Professor KEITH DEVLIN (Mathematics, Stanford University): Hi, Alison. Nice to be with you.

STEWART: Thanks for joining us. So tell me, when do the mathematics of polling first come to light?

Professor DEVLIN: You know, it's actually much more recent than people think. Right up to the middle of the 17th century, any mathematician that you approached would have said that it's impossible to predict the future. You can apply numbers and you can count things in the world we live in and in the past, but you simply can't use mathematics to predict the future. That all changed in the 17th century when Pierre de Fermat, a very famous mathematician, answered (unintelligible) a curious little problem called the problem of the unfinished game which was a problem about how you divide the pot when a gambling game has to be abandoned before it's finished.
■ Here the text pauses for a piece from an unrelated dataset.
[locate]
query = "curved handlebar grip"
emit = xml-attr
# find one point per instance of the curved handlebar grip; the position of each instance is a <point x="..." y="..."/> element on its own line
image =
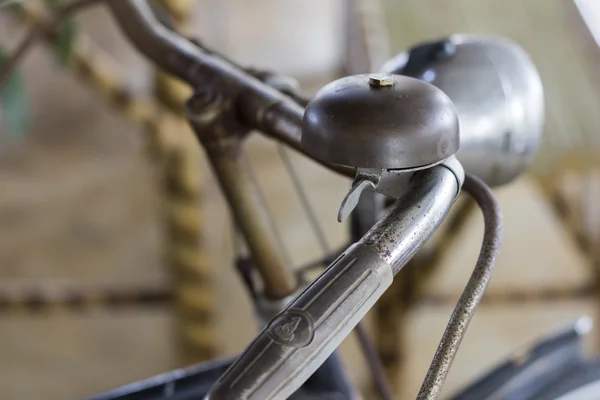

STEWART: Oh, something important.

Professor DEVLIN: You'd have thought that that had no application whatsoever. But that actually opened a floodgate of, essentially, the modern society that we live in. Because by solving that one problem, Fermat showed that you actually can apply mathematics to predict the future. And in fact, within 25 or 30 years of that problem being solved, you have all of the trappings of modern society with sort of risk management, futures prediction, insurance, annuities. Everything we now take for granted came on the heels - literally on the heels of that one mathematical result in the 17th century.

And one of the particular results that was obtained in that rush of new mathematics was by a Swiss mathematician called Jacob Bernoulli. And he showed that if you can take a random sample from a population, and then providing there are enough people in that sample, what information you get from that sample will actually be representative of the whole. And in fact, you only need to look at maybe a thousand people, providing they're chosen randomly from the population, a thousand people can get you a pretty good prediction of what might happen in somewhere like Florida or Ohio in an election.

STEWART: But the key word you used was "random."

Professor DEVLIN: Oh, you're absolutely right. That is really key. And in fact, in 1948 when pretty well all the major polls including Gallup predicted that Thomas Dewey was going to defeat Harry S. Truman in the presidential election - in fact, they predicted it was going to be a landslide - as we all know, that didn't happen. What happened, as you correctly noted, Alison, was that they didn't pick a sufficiently random sample.

In fact, what they did in that case was use a telephone, this new device that was available to everyone - or they thought everyone - for reaching people. They phoned people and asked them who they were going to vote for. But back then only the more wealthy people owned telephones. The wealthy people were more right-wing leaning. They were favoring Dewey. And so the sample wasn't at all random. In fact, it was a sample predominantly of Jewish supporters.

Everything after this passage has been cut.